Volumetric reconstructions with no moving parts
Most microscopes capture a flat, two dimensional image per snapshot. If your goal is to look closely within a thick sample, then typically your only choice is to focus the microscope objective up and down to try to get a clear view. Unfortunately, the resulting image will only offer sharp information from one particular plane at a time, and light from above and below this plane will mix into the image to reduce contrast.
We have been developing a new way to capture and reconstruct thick samples in 3D without re-focusing or moving anything. Instead, we simply turn on different LEDs and capture multiple images, just like in Fourier ptychography. Then, we use a new algorithm to combine the captured data into a 3D "tomographic" reconstruction.
The movie below demonstrates the type of volumetric data that we can capture with a thick starfish embryo sample:
Comparing our approach (the first sequence, in color) to standard microscope refocusing (the second sequence, in grayscale), you'll first notice that our technique recovers more detail (e.g., we can resolve new features). Second, you'll see that our technique offers a more accurate reflection of the actual composition of the embryo.
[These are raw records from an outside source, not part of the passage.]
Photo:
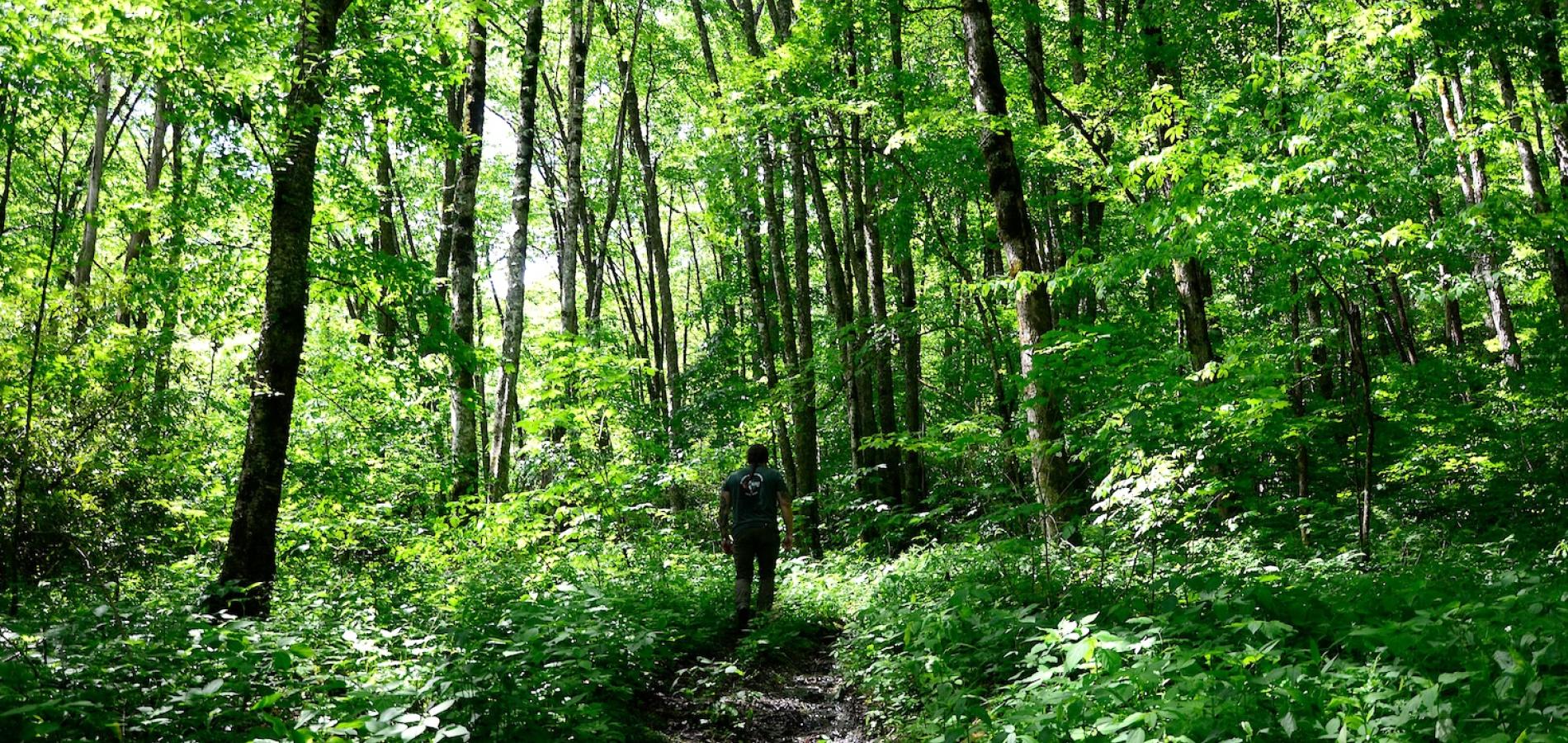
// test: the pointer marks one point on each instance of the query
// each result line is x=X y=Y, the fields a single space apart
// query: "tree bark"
x=386 y=234
x=805 y=409
x=1452 y=322
x=576 y=78
x=1473 y=181
x=909 y=326
x=143 y=232
x=1015 y=232
x=1531 y=179
x=465 y=263
x=245 y=584
x=88 y=254
x=1189 y=272
x=517 y=256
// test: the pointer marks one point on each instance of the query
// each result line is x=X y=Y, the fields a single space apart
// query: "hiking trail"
x=792 y=693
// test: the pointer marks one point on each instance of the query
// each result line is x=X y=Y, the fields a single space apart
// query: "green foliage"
x=1211 y=643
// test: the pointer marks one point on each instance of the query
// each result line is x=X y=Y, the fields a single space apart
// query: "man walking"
x=749 y=510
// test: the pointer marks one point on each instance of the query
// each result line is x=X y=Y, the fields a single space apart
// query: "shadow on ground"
x=792 y=693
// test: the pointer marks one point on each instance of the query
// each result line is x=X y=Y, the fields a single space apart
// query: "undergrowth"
x=1212 y=645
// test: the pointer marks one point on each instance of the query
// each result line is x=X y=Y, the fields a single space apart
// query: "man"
x=750 y=504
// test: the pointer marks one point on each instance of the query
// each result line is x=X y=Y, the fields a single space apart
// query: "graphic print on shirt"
x=752 y=491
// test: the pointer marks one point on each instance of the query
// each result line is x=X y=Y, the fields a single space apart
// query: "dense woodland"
x=1142 y=371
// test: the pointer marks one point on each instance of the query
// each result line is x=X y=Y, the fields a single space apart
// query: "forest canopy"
x=1184 y=371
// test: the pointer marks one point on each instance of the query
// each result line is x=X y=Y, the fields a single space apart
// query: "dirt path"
x=792 y=696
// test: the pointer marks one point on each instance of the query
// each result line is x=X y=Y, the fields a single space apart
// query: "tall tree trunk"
x=8 y=121
x=1191 y=277
x=878 y=342
x=88 y=254
x=168 y=294
x=386 y=232
x=465 y=259
x=251 y=557
x=1452 y=324
x=438 y=315
x=1474 y=182
x=1531 y=179
x=909 y=326
x=658 y=251
x=806 y=460
x=1015 y=232
x=517 y=256
x=143 y=234
x=839 y=301
x=576 y=78
x=1548 y=55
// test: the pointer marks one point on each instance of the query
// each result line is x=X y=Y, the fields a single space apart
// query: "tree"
x=250 y=561
x=517 y=254
x=1015 y=234
x=465 y=259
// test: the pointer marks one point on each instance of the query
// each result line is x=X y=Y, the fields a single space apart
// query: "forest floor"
x=789 y=692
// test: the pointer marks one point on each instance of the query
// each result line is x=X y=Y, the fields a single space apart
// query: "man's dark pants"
x=761 y=546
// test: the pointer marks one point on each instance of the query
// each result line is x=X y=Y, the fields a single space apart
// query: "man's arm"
x=723 y=514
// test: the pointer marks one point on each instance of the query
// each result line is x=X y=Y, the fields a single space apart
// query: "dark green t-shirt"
x=754 y=497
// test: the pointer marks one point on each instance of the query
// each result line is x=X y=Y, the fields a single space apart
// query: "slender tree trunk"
x=839 y=301
x=1474 y=182
x=517 y=256
x=8 y=121
x=658 y=251
x=1303 y=464
x=13 y=568
x=1531 y=179
x=465 y=263
x=909 y=326
x=251 y=557
x=168 y=294
x=386 y=234
x=439 y=314
x=1548 y=55
x=88 y=254
x=576 y=78
x=1013 y=232
x=1189 y=273
x=878 y=342
x=1452 y=322
x=1358 y=361
x=143 y=234
x=806 y=458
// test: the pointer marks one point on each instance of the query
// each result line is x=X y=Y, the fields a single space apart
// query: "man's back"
x=754 y=493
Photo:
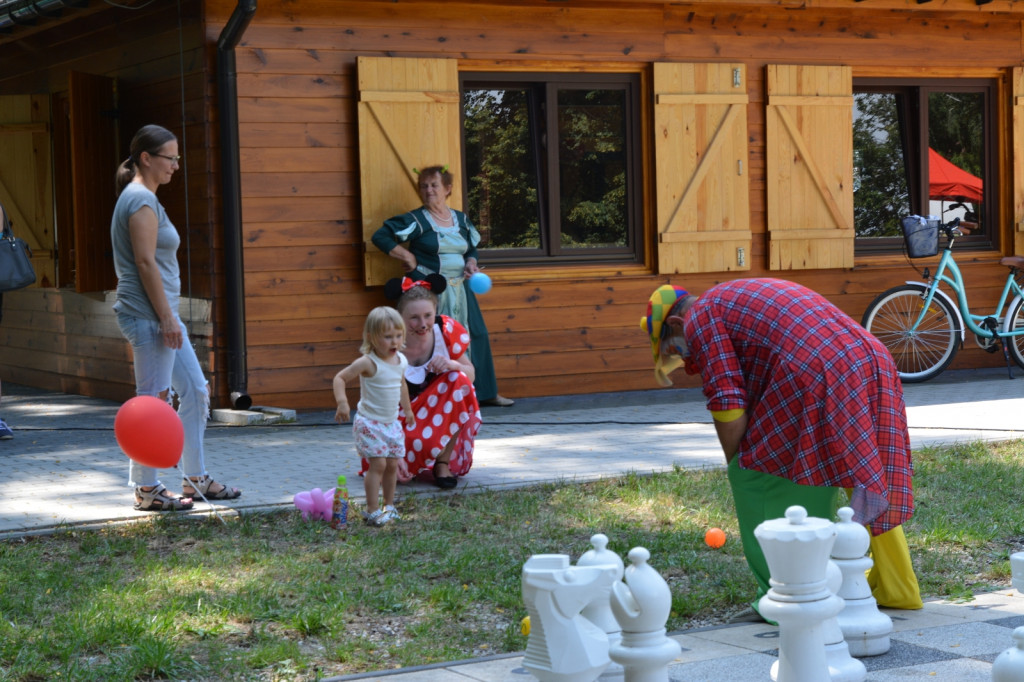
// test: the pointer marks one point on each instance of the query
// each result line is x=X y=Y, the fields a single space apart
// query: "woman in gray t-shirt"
x=145 y=245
We call our new measurement and reconstruction process "Fourier ptychographic tomography" (FPT, for short). Unlike the related method of diffraction tomography, FPT just measures normal intensity-only images, and does not need a reference beam to measure phase. This allows FPT to measure very small changes in the index of refraction of primarily transparent samples without using any interferometry (i.e., useing a phase-stable laser and a reference beam).